Evidence that the two people involved knew what they were doing and what they were giving and taking was a bribe. Israeli jurisprudence allows bribery to be established by a presumption that anyone who’s in contact with a public official on official business and gives him anything of value has given him a bribe, and a presumption that the public official knew he was receiving a bribe. I don’t see why this presumption should override the presumption of innocence, as in “innocent until proven guilty,” but that’s how Israeli jurisprudence works, and it’s not being reported in the press.
Is this some sort of legal “accident,” or did someone deliberately write the statutes this way?
It’s not an accident. Even though no law prohibits a public servant from receiving a gift, read what Judge David Rozen wrote on pages 6-8 of the Holyland case [against former Prime Minister Ehud Olmert] that bribery can be presumed even when no direct or circumstantial evidence of bribery exists. That’s why a public official who’s on trial for bribery doesn’t have much of a chance, because if the court says it doesn’t believe his version of events, they don’t have to prove anything, because they just rely on this presumption. That’s what happened to Olmert; while he was acquitted on appeal of the Holyland conviction, the Supreme Court affirmed his conviction on the Zera case — a related matter that was tried together with Holyland — based on a presumption of guilt.
If you were Bibi’s attorney, what would you advise him to do?
You have written in the past that a public servant can be convicted for breach of trust for activity not prohibited by a criminal statute should a judge decide it is in the public interest. Does the public interest in this case mean finding out the truth? Or getting rid of Netanyahu?
Here the public interest means the court thinks what the official did harms the public’s trust in the government. I don’t know how it’s possible for judges to know what the public thinks, and I also don’t know how it’s possible for judges to declare that someone is guilty of a crime because of what the public thinks. That’s unfair to the defendant. It’s a due process violation. If you look at the arguments I have made, together they explain why there are so many corruption cases in Israel. My argument is not that Israel politicians are so corrupt. It is that Israeli jurisprudence generates corruption charges because it is defective.
What needs to be done to reform the system?
Teach Knesset members how to better write statutes. I do not know how to get Israeli judges to give up the power that they’ve taken. How else can they establish a presumption that overrides the presumption of innocence? We have to keep explaining to people what’s going on, and maybe someday, someone will come up with a solution. The press that covers legal issues in Israel is not reporting this aspect of the story.
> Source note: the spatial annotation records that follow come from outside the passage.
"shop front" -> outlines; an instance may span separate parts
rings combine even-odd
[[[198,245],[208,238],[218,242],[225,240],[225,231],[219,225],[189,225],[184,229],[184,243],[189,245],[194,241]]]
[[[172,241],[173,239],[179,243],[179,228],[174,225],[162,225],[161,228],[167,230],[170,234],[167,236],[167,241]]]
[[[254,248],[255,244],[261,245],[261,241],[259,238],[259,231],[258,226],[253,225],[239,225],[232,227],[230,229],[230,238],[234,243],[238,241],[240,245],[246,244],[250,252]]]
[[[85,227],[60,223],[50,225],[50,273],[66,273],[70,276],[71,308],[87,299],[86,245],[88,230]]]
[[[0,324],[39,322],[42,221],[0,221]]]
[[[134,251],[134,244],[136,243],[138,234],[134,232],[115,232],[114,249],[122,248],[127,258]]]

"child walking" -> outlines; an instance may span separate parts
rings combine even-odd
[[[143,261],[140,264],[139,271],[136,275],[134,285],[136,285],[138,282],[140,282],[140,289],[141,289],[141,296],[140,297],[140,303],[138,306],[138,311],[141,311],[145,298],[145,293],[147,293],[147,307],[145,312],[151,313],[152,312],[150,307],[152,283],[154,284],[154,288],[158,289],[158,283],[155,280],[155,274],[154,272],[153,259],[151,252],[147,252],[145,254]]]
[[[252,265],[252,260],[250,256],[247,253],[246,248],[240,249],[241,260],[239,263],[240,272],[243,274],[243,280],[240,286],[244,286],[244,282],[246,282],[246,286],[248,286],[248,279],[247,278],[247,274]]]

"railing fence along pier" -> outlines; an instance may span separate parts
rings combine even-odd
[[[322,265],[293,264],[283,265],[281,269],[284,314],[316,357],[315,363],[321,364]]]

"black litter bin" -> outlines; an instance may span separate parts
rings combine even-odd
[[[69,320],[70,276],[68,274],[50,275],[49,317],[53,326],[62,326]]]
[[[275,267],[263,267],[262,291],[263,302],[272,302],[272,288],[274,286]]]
Does that mean that Netanyahu did no wrong? There are some rather serious accusations against him for breach of trust and bribery and doing favors for friends to gain expensive gifts and better media coverage.
What I know of his cases is only from the media, but I suspect in Case 1000, the Milchan case, and Case 2000 with Yedioth Ahronoth, there is nothing there. They are charging him with breach of trust because they can’t get him on bribery. In the Elovich case, they do want to charge him with bribery. But they’ve investigated him 19 times as prime minister, including in the 1990s when he was prime minister for the first time, so I tend not to trust these allegations.